How to invest on a small budget
Many people are under the impression that they need a lump sum of cash to begin saving and investing for the long term. The process, however, can begin with just a few thousand dollars. If you have the discipline, you can achieve your goal over the long run. Here are some tips to maximise your long-term investments.
You will begin your dream of achieving financial freedom in the long run by saving a small fraction of your income every month. Although income levels are low relative to expenditure in many instances across Jamaica, it is necessary not to spend all that you earn. It is advised to put aside at least 10 per cent of your income, no matter how small it might be, and you will be surprised to see how it adds up over time. For example, if you earn $10,000 per week, save at least $1,000. That will give you $4,000 per month and as much as $52,000 for the year. If you earn $2,000 a day, try as best as possible to save $200 at the end of the week – that is $1,000 – and at the end of the month you have $4,000; at the end of the year you have $52,000.
This $52,000 is more than enough to open a stock trading account, where you can buy shares in profitable companies. Your investment returns will come through dividend yield and stock appreciation. If you practise this for a few years, it will become a habit and you are on your way to long-term financial stability. The average Jamaican in the lower-income bracket might not want to do this, they are more willing to spend this amount on some consumer items, like fancy dinners, clothing, entertainment and liquor. It is sometimes difficult for many people to find the discipline to save, but it is necessary, especially if you desire long-term financial freedom.
reasons to borrow
It might be difficult for many Jamaicans to save because the amount of money they earn per month, or per week, is less than the amount necessary to cover their expenses. As a result, they have to borrow the remainder of funds. But borrowing to consume or cover expenses on a consistent basis eats away your income. You will have to borrow more and more each week/month to cover the previous month’s deficit. In this case, more and more of your future income will go towards covering debt and you will have no savings put aside. You must always spend less than you earn.
Some loans carry different interest rates, depending on the institution or company from which you borrow. If you must borrow, it is important to shop around for the cheapest loans. There are many loan companies, creating competition in the market. Take advantage of this as best you can. Use your bargaining power. Sometimes you can get a loan from someone other than a loan company, but not every time. Use this option when it is available to you.
We live in a consumer-driven world, where people increase their consumption through credit that they repay in the future. There is nothing wrong with balanced, sustainable borrowing, where the borrower plans his path of debt repayment, especially for consumer durable items.

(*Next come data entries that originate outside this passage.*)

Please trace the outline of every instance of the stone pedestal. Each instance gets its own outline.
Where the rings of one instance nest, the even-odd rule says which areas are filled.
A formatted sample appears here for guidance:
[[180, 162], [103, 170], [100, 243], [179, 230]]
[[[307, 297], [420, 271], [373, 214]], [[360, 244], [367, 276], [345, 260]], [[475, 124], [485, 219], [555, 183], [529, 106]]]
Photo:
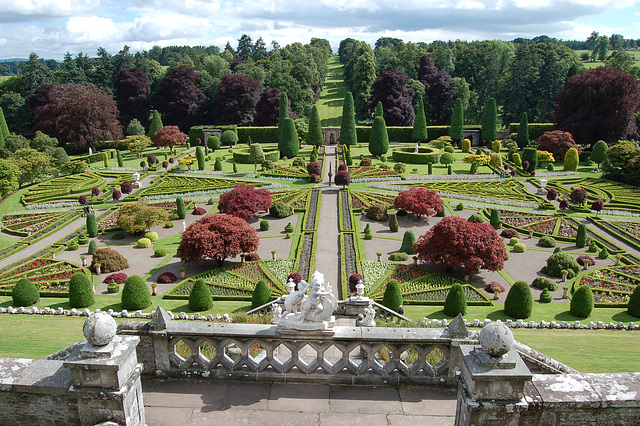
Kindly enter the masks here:
[[[93, 334], [88, 328], [85, 324], [85, 336], [93, 343], [104, 337], [97, 336], [101, 333], [100, 322], [93, 327]], [[89, 342], [79, 345], [63, 363], [71, 373], [69, 392], [78, 394], [78, 414], [82, 424], [104, 421], [145, 424], [140, 382], [142, 365], [138, 364], [136, 356], [139, 342], [138, 336], [111, 335], [105, 345]]]
[[[504, 325], [495, 325], [498, 327], [493, 328], [504, 332]], [[509, 342], [496, 330], [489, 338], [483, 339], [482, 333], [482, 346], [460, 345], [456, 425], [517, 425], [520, 412], [527, 407], [523, 395], [525, 384], [531, 381], [531, 371], [512, 348], [512, 335]]]
[[364, 310], [369, 306], [371, 299], [368, 297], [350, 297], [345, 300], [342, 306], [345, 308], [344, 315], [348, 317], [357, 317], [358, 315], [364, 315]]

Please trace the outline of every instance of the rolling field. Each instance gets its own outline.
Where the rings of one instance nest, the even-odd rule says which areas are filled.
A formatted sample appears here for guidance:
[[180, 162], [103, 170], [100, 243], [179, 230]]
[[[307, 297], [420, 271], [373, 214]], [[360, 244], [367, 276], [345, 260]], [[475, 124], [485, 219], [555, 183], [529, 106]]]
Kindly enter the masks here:
[[340, 127], [342, 123], [342, 101], [347, 93], [347, 85], [342, 76], [342, 64], [338, 55], [329, 58], [329, 72], [320, 93], [318, 113], [322, 127]]

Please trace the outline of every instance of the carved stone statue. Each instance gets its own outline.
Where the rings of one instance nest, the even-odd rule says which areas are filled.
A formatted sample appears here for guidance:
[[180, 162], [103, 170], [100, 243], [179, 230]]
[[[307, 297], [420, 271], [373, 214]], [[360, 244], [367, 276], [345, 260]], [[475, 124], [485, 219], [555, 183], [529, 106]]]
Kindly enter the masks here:
[[280, 318], [282, 318], [282, 307], [278, 303], [274, 303], [272, 306], [273, 319], [271, 320], [271, 324], [278, 324]]
[[369, 306], [364, 308], [364, 318], [357, 321], [356, 325], [359, 327], [375, 327], [376, 326], [376, 311], [373, 309], [373, 303], [369, 302]]
[[[311, 291], [305, 298], [309, 288]], [[332, 314], [338, 301], [331, 293], [331, 285], [325, 287], [324, 276], [318, 271], [311, 276], [311, 284], [300, 281], [298, 290], [285, 298], [284, 305], [285, 311], [278, 322], [281, 329], [312, 331], [335, 326]]]

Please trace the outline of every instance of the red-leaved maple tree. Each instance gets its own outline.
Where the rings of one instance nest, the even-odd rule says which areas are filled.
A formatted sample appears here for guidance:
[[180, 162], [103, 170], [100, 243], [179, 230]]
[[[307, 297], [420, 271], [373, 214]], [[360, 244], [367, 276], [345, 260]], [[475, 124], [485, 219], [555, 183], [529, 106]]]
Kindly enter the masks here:
[[271, 194], [266, 189], [256, 189], [255, 185], [236, 185], [231, 191], [220, 196], [218, 209], [242, 219], [253, 217], [260, 210], [269, 210]]
[[218, 266], [225, 259], [258, 250], [258, 233], [239, 217], [214, 214], [198, 219], [182, 234], [178, 257], [183, 263], [213, 259]]
[[182, 133], [178, 126], [164, 126], [153, 136], [153, 143], [158, 148], [163, 146], [173, 148], [174, 145], [186, 144], [187, 138], [188, 136]]
[[480, 269], [497, 271], [507, 258], [504, 242], [491, 225], [453, 216], [445, 217], [420, 236], [413, 251], [423, 262], [447, 269], [462, 267], [467, 274]]
[[423, 215], [433, 216], [442, 211], [442, 198], [436, 191], [426, 188], [411, 188], [398, 194], [393, 205], [397, 209], [415, 213], [420, 219]]

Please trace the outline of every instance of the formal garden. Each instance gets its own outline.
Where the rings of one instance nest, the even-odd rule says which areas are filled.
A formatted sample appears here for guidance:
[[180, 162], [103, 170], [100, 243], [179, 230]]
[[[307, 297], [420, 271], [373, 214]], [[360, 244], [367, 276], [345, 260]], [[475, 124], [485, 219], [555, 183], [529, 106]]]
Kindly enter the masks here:
[[[9, 133], [0, 109], [3, 355], [41, 357], [73, 343], [96, 309], [118, 321], [162, 306], [183, 320], [266, 323], [270, 314], [246, 312], [318, 270], [338, 299], [362, 281], [363, 296], [402, 305], [413, 321], [403, 326], [442, 326], [457, 314], [476, 326], [500, 320], [579, 370], [602, 371], [606, 360], [608, 371], [628, 371], [639, 360], [629, 330], [640, 320], [640, 149], [625, 140], [631, 130], [598, 136], [605, 143], [583, 123], [574, 140], [562, 123], [529, 124], [504, 105], [503, 121], [519, 122], [498, 132], [493, 98], [471, 120], [461, 99], [448, 113], [422, 98], [375, 102], [410, 84], [397, 71], [370, 82], [365, 105], [345, 87], [357, 80], [343, 76], [353, 54], [341, 53], [344, 65], [313, 59], [332, 83], [316, 104], [274, 88], [258, 95], [256, 86], [253, 122], [242, 108], [213, 114], [243, 125], [202, 125], [165, 105], [145, 125], [129, 110], [126, 136], [110, 129], [58, 135], [59, 143], [43, 132], [54, 133], [45, 118], [68, 114], [43, 105], [34, 116], [42, 131], [27, 139]], [[429, 55], [419, 65], [425, 83], [439, 72]], [[170, 70], [162, 84], [192, 79], [195, 90], [192, 70]], [[245, 77], [223, 78], [215, 105], [235, 105], [219, 97]], [[53, 104], [94, 89], [46, 95]], [[113, 100], [102, 95], [91, 96], [106, 110]], [[621, 348], [613, 357], [612, 339]]]

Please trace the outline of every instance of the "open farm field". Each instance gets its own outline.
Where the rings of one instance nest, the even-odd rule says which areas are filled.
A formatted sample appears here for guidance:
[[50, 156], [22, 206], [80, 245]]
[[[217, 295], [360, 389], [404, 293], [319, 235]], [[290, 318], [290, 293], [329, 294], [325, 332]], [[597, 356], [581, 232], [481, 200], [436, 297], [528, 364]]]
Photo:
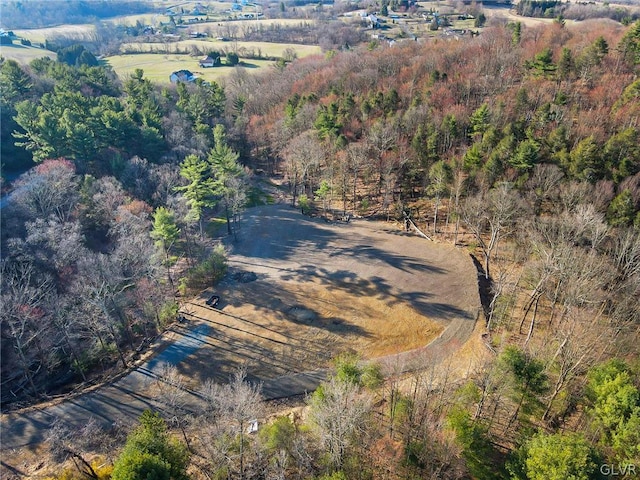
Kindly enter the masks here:
[[141, 13], [139, 15], [126, 15], [106, 20], [106, 22], [116, 25], [135, 25], [136, 22], [140, 22], [143, 25], [153, 26], [158, 26], [160, 23], [166, 23], [168, 21], [169, 16], [162, 13]]
[[246, 25], [270, 27], [272, 25], [279, 25], [282, 27], [295, 27], [300, 24], [314, 24], [316, 20], [302, 19], [302, 18], [261, 18], [260, 20], [226, 20], [224, 22], [203, 22], [196, 25], [192, 25], [191, 28], [197, 30], [226, 28], [227, 26], [242, 28]]
[[169, 75], [176, 70], [190, 70], [207, 81], [217, 81], [229, 75], [235, 68], [245, 68], [249, 72], [257, 72], [273, 62], [268, 60], [250, 60], [237, 67], [200, 68], [198, 59], [190, 55], [135, 54], [116, 55], [105, 59], [120, 78], [132, 73], [136, 68], [144, 70], [146, 78], [152, 82], [169, 83]]
[[[521, 15], [516, 15], [511, 11], [508, 7], [501, 7], [497, 5], [485, 5], [484, 14], [487, 18], [491, 17], [503, 17], [509, 20], [510, 22], [520, 22], [526, 27], [536, 27], [542, 24], [553, 23], [553, 18], [533, 18], [533, 17], [523, 17]], [[574, 23], [573, 21], [566, 21], [567, 24]]]
[[212, 8], [212, 9], [215, 9], [215, 10], [227, 10], [227, 9], [231, 8], [231, 4], [232, 3], [233, 3], [232, 1], [221, 2], [221, 1], [214, 0], [214, 1], [208, 2], [208, 1], [204, 0], [204, 1], [200, 1], [200, 2], [182, 2], [182, 3], [179, 3], [177, 5], [173, 5], [173, 4], [167, 5], [167, 4], [162, 3], [162, 2], [160, 4], [162, 6], [164, 6], [164, 7], [166, 7], [166, 8], [171, 8], [171, 10], [174, 11], [174, 12], [175, 11], [179, 12], [181, 8], [184, 9], [185, 12], [191, 12], [191, 11], [193, 11], [193, 9], [196, 6], [198, 6], [198, 7], [200, 7], [200, 6], [208, 7], [208, 8]]
[[95, 32], [95, 27], [90, 24], [60, 25], [49, 28], [16, 29], [14, 33], [18, 37], [26, 38], [34, 43], [44, 43], [45, 40], [56, 37], [73, 38], [76, 40], [88, 40]]
[[322, 51], [317, 45], [298, 45], [295, 43], [270, 43], [270, 42], [241, 42], [231, 41], [225, 42], [221, 40], [182, 40], [173, 43], [126, 43], [122, 45], [123, 52], [141, 52], [141, 53], [191, 53], [195, 48], [202, 52], [207, 50], [235, 50], [242, 57], [242, 50], [253, 50], [260, 52], [268, 57], [281, 57], [282, 52], [292, 49], [298, 55], [298, 58], [308, 57], [310, 55], [318, 55]]
[[18, 63], [27, 64], [31, 60], [41, 57], [56, 58], [56, 53], [44, 48], [27, 47], [24, 45], [2, 45], [0, 56], [10, 58]]

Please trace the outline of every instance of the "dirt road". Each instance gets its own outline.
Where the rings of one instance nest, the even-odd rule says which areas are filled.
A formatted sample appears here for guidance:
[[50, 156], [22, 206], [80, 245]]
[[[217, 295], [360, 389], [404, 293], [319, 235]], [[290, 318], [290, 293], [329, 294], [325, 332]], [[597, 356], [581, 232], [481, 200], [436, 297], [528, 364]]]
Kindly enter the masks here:
[[134, 421], [157, 406], [152, 387], [164, 362], [193, 390], [247, 365], [267, 399], [313, 390], [340, 351], [404, 369], [437, 363], [469, 339], [480, 307], [466, 252], [384, 223], [258, 207], [229, 248], [220, 310], [195, 299], [170, 345], [129, 374], [55, 406], [3, 415], [3, 451], [35, 446], [55, 418], [71, 426], [90, 417]]

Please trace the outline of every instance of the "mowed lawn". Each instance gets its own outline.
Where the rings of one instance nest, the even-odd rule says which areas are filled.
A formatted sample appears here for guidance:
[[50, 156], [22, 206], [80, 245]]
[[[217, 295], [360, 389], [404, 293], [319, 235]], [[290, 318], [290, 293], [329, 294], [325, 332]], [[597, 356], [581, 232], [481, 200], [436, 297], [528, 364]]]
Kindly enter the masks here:
[[2, 45], [0, 47], [0, 56], [26, 65], [36, 58], [56, 58], [56, 53], [44, 48], [26, 47], [24, 45]]
[[156, 83], [169, 83], [169, 75], [176, 70], [189, 70], [198, 77], [207, 81], [217, 81], [235, 71], [235, 68], [244, 68], [249, 72], [257, 72], [262, 68], [273, 65], [267, 60], [248, 60], [238, 67], [200, 68], [198, 59], [190, 55], [163, 55], [143, 53], [136, 55], [116, 55], [107, 57], [105, 62], [111, 65], [118, 76], [124, 79], [133, 73], [136, 68], [144, 71], [145, 78]]
[[[264, 56], [281, 57], [287, 49], [292, 49], [298, 55], [298, 58], [308, 57], [309, 55], [318, 55], [322, 52], [318, 45], [299, 45], [295, 43], [271, 43], [271, 42], [242, 42], [242, 41], [222, 41], [222, 40], [181, 40], [172, 43], [126, 43], [122, 45], [122, 51], [136, 52], [162, 52], [169, 53], [190, 52], [192, 47], [206, 52], [207, 50], [225, 50], [237, 51], [242, 53], [244, 50], [260, 51]], [[242, 54], [240, 55], [242, 56]]]
[[88, 40], [93, 36], [95, 31], [95, 26], [90, 24], [13, 30], [18, 37], [31, 40], [33, 43], [44, 43], [45, 40], [53, 40], [60, 37], [72, 38], [74, 40]]

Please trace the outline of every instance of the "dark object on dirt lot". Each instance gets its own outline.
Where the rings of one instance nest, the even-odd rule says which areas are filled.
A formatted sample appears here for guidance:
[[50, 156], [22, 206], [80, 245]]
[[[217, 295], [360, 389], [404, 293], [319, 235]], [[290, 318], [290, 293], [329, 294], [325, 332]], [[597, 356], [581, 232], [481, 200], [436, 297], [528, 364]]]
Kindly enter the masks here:
[[210, 307], [216, 308], [218, 306], [218, 302], [220, 301], [220, 297], [217, 295], [211, 295], [208, 299], [207, 299], [207, 305], [209, 305]]
[[288, 313], [296, 322], [304, 323], [306, 325], [312, 324], [316, 318], [318, 318], [318, 314], [316, 312], [299, 305], [291, 307]]

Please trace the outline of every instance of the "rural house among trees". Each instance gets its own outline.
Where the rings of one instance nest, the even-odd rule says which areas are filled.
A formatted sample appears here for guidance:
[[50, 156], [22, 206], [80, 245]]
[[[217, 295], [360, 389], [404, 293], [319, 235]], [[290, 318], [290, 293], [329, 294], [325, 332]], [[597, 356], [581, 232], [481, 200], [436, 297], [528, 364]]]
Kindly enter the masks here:
[[171, 83], [189, 83], [195, 81], [196, 76], [189, 70], [178, 70], [169, 76]]

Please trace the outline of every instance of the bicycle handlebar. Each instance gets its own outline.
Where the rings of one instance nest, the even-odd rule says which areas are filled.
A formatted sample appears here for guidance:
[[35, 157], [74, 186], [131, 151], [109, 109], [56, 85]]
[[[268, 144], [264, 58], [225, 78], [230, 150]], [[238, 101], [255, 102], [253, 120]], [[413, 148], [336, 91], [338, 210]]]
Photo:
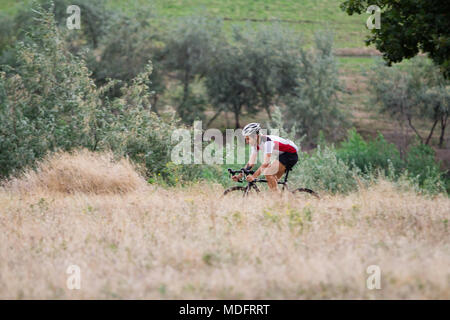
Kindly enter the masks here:
[[242, 169], [240, 169], [240, 170], [233, 170], [233, 169], [230, 169], [230, 168], [228, 168], [228, 172], [230, 173], [230, 174], [239, 174], [239, 173], [243, 173], [243, 174], [245, 174], [245, 175], [249, 175], [249, 174], [254, 174], [255, 173], [255, 171], [252, 171], [252, 170], [245, 170], [244, 168], [242, 168]]

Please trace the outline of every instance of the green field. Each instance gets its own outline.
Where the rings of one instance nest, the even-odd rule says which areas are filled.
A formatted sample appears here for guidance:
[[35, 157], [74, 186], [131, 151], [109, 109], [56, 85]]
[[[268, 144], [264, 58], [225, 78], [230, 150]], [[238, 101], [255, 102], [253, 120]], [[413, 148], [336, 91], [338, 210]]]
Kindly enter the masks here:
[[[153, 7], [157, 15], [176, 18], [201, 14], [226, 18], [226, 24], [271, 23], [279, 21], [302, 32], [310, 40], [315, 31], [330, 30], [335, 34], [337, 48], [364, 47], [367, 35], [365, 15], [348, 16], [339, 8], [341, 0], [155, 0], [155, 1], [107, 1], [113, 8], [122, 11]], [[1, 0], [0, 10], [13, 13], [19, 6], [31, 1]], [[73, 1], [76, 4], [76, 1]]]

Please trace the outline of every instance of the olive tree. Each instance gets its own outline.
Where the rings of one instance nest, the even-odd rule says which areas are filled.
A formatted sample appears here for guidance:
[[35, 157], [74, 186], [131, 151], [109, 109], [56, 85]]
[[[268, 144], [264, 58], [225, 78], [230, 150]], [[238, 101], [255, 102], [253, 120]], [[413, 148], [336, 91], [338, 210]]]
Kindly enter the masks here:
[[308, 143], [315, 141], [320, 131], [336, 137], [346, 125], [338, 99], [341, 86], [332, 45], [331, 35], [317, 33], [314, 50], [299, 49], [296, 86], [284, 99], [288, 125], [297, 124]]
[[187, 123], [201, 117], [204, 111], [205, 105], [202, 99], [195, 98], [191, 85], [208, 74], [221, 42], [221, 20], [191, 16], [181, 18], [169, 29], [163, 53], [164, 65], [182, 86], [177, 111]]
[[152, 108], [157, 111], [158, 98], [165, 89], [162, 77], [164, 43], [160, 28], [152, 23], [153, 18], [152, 15], [135, 14], [117, 19], [114, 30], [102, 38], [98, 56], [88, 56], [88, 65], [97, 84], [103, 85], [108, 79], [120, 80], [110, 92], [111, 96], [120, 96], [125, 83], [134, 79], [151, 60]]
[[217, 112], [210, 122], [221, 112], [229, 111], [234, 114], [235, 126], [239, 128], [244, 108], [248, 112], [257, 110], [257, 94], [250, 81], [245, 52], [235, 45], [222, 47], [212, 62], [212, 70], [214, 72], [206, 79], [206, 88]]
[[[437, 124], [441, 133], [439, 146], [444, 143], [449, 116], [450, 86], [439, 69], [421, 57], [400, 68], [379, 64], [374, 69], [371, 90], [374, 102], [382, 113], [405, 122], [419, 140], [430, 144]], [[418, 120], [429, 119], [431, 128], [426, 136], [418, 129]]]
[[279, 25], [270, 25], [235, 28], [234, 41], [243, 52], [256, 107], [265, 110], [271, 119], [270, 108], [296, 87], [301, 38]]

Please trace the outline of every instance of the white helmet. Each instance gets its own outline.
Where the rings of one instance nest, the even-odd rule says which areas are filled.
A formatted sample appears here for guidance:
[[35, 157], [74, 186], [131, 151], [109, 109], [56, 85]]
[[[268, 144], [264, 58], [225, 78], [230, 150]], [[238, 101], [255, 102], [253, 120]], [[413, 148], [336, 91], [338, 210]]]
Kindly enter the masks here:
[[242, 129], [242, 135], [244, 137], [247, 137], [254, 133], [258, 134], [260, 129], [261, 129], [261, 125], [259, 123], [252, 122], [252, 123], [249, 123], [248, 125], [246, 125], [244, 127], [244, 129]]

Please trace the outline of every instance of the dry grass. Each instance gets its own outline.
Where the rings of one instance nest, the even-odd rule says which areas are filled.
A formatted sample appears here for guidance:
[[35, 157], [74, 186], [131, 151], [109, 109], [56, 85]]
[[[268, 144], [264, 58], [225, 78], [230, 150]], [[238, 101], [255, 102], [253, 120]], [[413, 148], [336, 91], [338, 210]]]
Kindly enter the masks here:
[[9, 182], [21, 193], [58, 192], [73, 194], [126, 193], [145, 186], [145, 180], [128, 159], [114, 160], [111, 152], [78, 150], [58, 152]]
[[[444, 196], [387, 182], [321, 200], [59, 191], [0, 190], [0, 298], [450, 299]], [[66, 287], [71, 264], [80, 290]], [[372, 264], [381, 290], [366, 288]]]

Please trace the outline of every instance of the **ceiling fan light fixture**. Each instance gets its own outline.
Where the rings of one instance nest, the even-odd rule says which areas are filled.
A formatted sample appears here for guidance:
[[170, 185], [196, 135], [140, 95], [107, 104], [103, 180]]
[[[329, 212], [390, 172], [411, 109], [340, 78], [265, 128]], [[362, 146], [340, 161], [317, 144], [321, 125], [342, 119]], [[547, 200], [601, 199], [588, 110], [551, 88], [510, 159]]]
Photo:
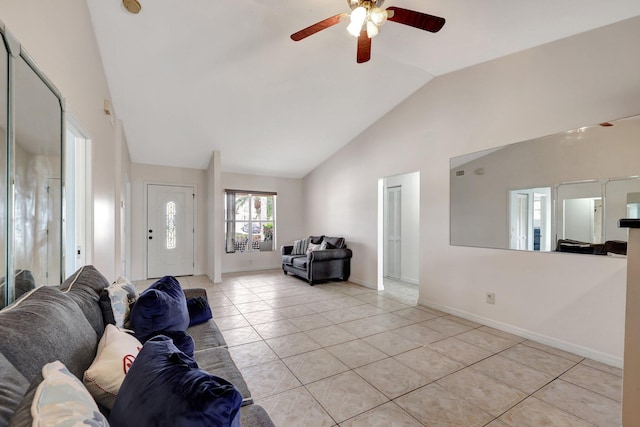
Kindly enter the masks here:
[[367, 37], [372, 39], [377, 36], [379, 32], [378, 26], [374, 24], [373, 21], [367, 21]]
[[358, 37], [360, 35], [360, 31], [362, 30], [362, 26], [367, 20], [367, 9], [362, 6], [358, 6], [353, 9], [350, 17], [351, 23], [347, 26], [347, 31], [349, 31], [352, 36]]
[[369, 19], [378, 27], [387, 22], [387, 16], [387, 11], [379, 7], [374, 7], [369, 12]]

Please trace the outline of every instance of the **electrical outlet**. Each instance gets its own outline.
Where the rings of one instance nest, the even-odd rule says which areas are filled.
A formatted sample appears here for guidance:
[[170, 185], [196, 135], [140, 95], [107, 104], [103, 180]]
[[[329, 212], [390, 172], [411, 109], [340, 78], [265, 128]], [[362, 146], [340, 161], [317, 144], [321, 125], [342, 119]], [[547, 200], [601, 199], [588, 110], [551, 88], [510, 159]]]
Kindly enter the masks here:
[[493, 292], [487, 292], [487, 304], [495, 304], [496, 303], [496, 294]]

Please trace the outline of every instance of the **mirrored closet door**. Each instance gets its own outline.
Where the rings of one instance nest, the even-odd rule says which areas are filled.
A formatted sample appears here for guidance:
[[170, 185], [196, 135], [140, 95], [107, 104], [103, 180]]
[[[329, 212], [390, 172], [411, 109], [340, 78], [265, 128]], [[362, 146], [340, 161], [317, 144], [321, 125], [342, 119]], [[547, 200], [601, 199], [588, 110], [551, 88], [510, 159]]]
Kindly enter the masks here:
[[[1, 26], [0, 26], [1, 27]], [[0, 307], [63, 276], [62, 100], [12, 36], [0, 48]]]

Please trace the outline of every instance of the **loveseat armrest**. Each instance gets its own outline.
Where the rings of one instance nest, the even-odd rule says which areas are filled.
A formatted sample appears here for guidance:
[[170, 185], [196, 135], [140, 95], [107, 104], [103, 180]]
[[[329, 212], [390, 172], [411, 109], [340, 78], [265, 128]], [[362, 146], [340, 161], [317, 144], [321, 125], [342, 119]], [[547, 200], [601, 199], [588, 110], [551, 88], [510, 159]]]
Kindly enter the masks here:
[[309, 262], [331, 261], [334, 259], [349, 259], [353, 256], [351, 249], [325, 249], [309, 252]]
[[291, 246], [280, 246], [280, 253], [282, 255], [291, 255], [291, 252], [293, 252], [293, 245], [291, 245]]

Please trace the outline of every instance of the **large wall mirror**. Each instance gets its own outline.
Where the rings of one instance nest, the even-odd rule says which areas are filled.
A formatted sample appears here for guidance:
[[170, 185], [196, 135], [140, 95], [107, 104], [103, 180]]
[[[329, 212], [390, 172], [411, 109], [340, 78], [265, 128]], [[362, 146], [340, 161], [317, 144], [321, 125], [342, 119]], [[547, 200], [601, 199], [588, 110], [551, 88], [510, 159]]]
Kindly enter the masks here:
[[451, 244], [624, 256], [640, 116], [451, 159]]
[[25, 61], [14, 62], [13, 266], [59, 285], [62, 250], [62, 110]]
[[59, 92], [0, 30], [1, 308], [61, 283], [64, 113]]
[[[3, 40], [4, 41], [4, 40]], [[0, 287], [0, 308], [8, 301], [9, 288], [6, 285], [7, 272], [7, 173], [8, 173], [8, 122], [7, 94], [9, 93], [9, 52], [5, 43], [0, 46], [0, 276], [3, 277]]]

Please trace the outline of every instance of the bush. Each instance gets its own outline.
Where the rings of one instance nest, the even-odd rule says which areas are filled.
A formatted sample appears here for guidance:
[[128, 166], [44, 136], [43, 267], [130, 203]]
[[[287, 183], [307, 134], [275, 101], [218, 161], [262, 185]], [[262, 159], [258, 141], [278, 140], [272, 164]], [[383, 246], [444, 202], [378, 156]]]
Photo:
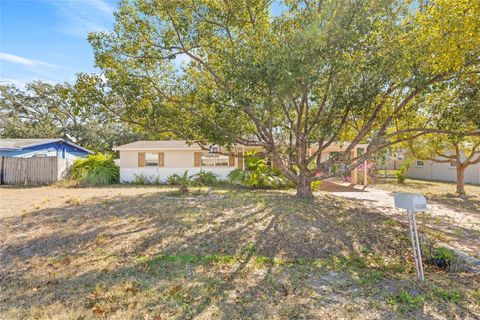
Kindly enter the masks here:
[[76, 160], [70, 174], [81, 184], [110, 184], [118, 182], [119, 169], [111, 155], [98, 153]]
[[231, 171], [228, 180], [233, 184], [255, 188], [278, 188], [288, 185], [288, 180], [278, 170], [272, 169], [265, 159], [258, 157], [254, 152], [247, 153], [245, 170]]
[[213, 187], [218, 184], [218, 177], [215, 173], [211, 171], [204, 171], [200, 170], [199, 173], [193, 175], [192, 177], [192, 185], [198, 187]]
[[456, 260], [455, 251], [450, 248], [439, 247], [433, 250], [428, 262], [439, 268], [450, 270]]
[[141, 174], [134, 174], [134, 179], [133, 179], [133, 184], [136, 184], [136, 185], [140, 185], [140, 186], [143, 186], [143, 185], [162, 185], [164, 184], [161, 180], [160, 180], [160, 177], [159, 176], [146, 176], [144, 175], [143, 173]]
[[133, 179], [133, 184], [137, 184], [137, 185], [140, 185], [140, 186], [143, 186], [145, 184], [150, 184], [150, 179], [144, 175], [143, 173], [142, 174], [135, 174], [134, 175], [135, 178]]
[[322, 185], [323, 181], [313, 181], [310, 186], [312, 187], [313, 191], [320, 190], [320, 186]]
[[397, 182], [400, 184], [405, 183], [405, 179], [407, 178], [405, 174], [407, 173], [408, 167], [410, 166], [409, 161], [405, 161], [402, 166], [400, 167], [400, 170], [395, 172], [395, 176], [397, 177]]
[[179, 186], [182, 194], [188, 193], [188, 186], [192, 185], [192, 177], [188, 175], [188, 170], [183, 174], [172, 174], [167, 177], [167, 184]]

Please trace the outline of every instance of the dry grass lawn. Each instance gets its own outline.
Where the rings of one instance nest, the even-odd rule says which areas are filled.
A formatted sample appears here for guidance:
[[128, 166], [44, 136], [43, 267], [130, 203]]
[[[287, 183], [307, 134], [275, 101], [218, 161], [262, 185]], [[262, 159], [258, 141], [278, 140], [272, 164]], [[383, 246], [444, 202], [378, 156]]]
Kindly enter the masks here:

We have to learn as well how to use debt wisely. Borrow at low interest rate and invest at a higher rate of return.
There are times when we need emergency funds and must borrow to cover expenses. This happens if we don’t have rainy day savings or other reasons. The key here is to repay these debts as soon as possible. Short-term borrowings often are associated with high interest rates. These can trap you in a vicious cycle of constant borrowing to consume as well as to pay off debt. This is a recipe for long-term financial dependence. Do not let this happen to you.